A Constituição Federal de 1988 previu o direito à educação infantil para todas as crianças, o que deveriaser assegurado com prioridade absoluta. No entanto, passados 20 anos, o acesso às creches e pré-escolas está longe de se tornar realidade para grande parte da população, principalmente a parcela mais carente. No Brasil, somente 15,5% das crianças até 3 (três) anos freqüentam creches. Também estamos longe de universalizar o acesso à educação para as crianças de 4 a 5 anos.

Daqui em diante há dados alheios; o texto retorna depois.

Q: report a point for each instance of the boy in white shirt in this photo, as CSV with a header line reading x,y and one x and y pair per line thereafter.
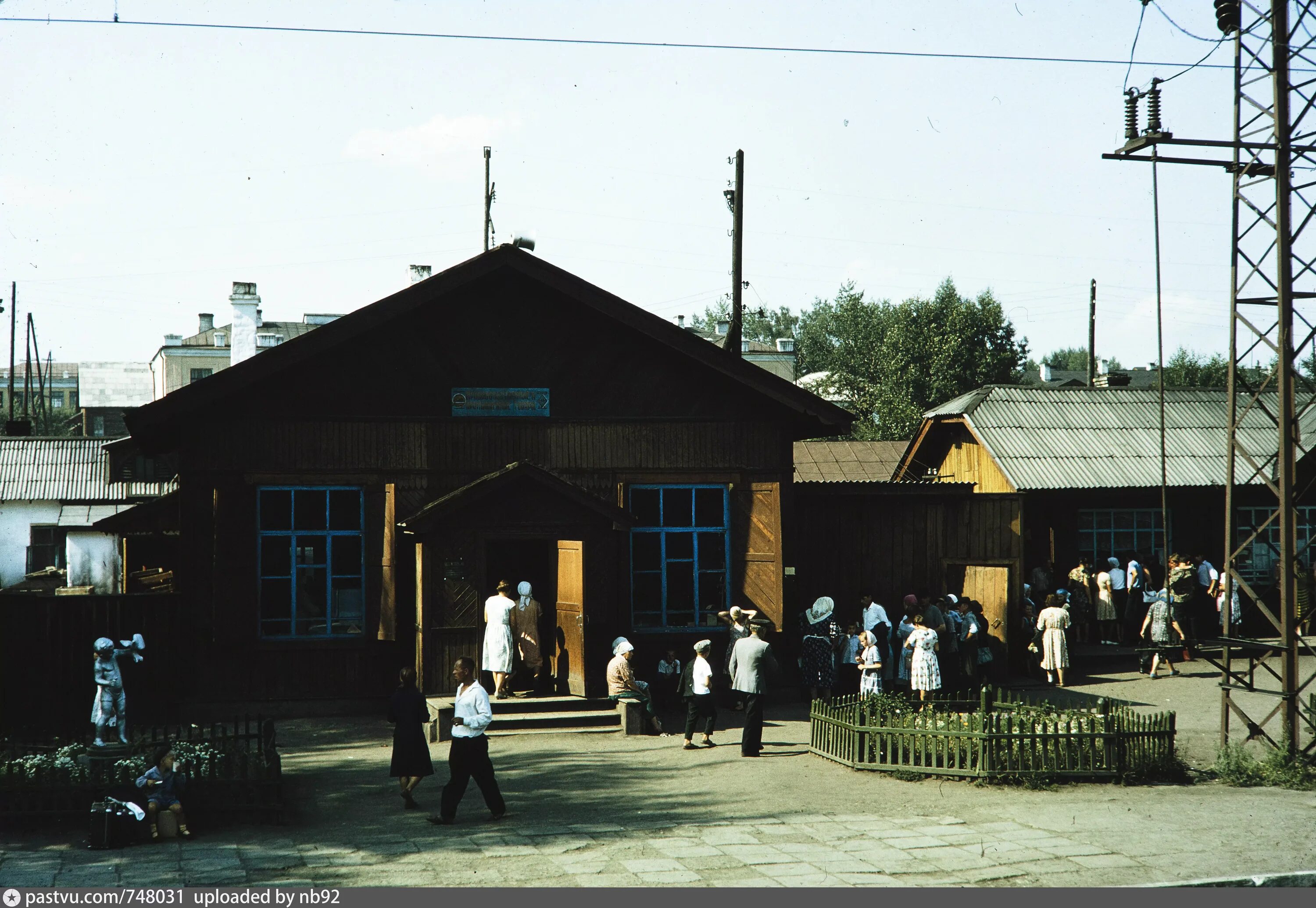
x,y
469,756
697,687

No município de São Paulo, segundo as informações oficiais (publicadas em junho de 2007), há uma demanda de 87.851 crianças de 0 (zero) a 3 (três) não atendidas em creches e de 48.407 crianças de 4 (quatro) a 6 (seis) anos não atendidas em pré-escolas. Contudo, os números da capital paulista, além de desatualizados, não correspondem à realidade. A demanda real é bem maior que a divulgada oficialmente, pois a população, sabendo previamente da inexistência de vagas disponíveis, não tem a prática de cadastrar seus filhos. Há também casos nos quais a família procura o cadastramento mas este é negado pela instituição de ensino. O resultado é que o número de vagas pedidas oficialmente é muito menor do que o número real de pessoas que gostariam de colocar seus filhos em creches e pré-escolas. Em São Paulo, o número de crianças de zero a três anos passam de 700 mil, e somente 120 mil delas freqüentam creches. Esses dados foram levantados pelo Diagnóstico da Situação da Criança e do Adolescente da Cidade de São Paulo, a pedido do Conselho Municipal de Direitos das Criança e do Adolescente de São Paulo (CMDCA).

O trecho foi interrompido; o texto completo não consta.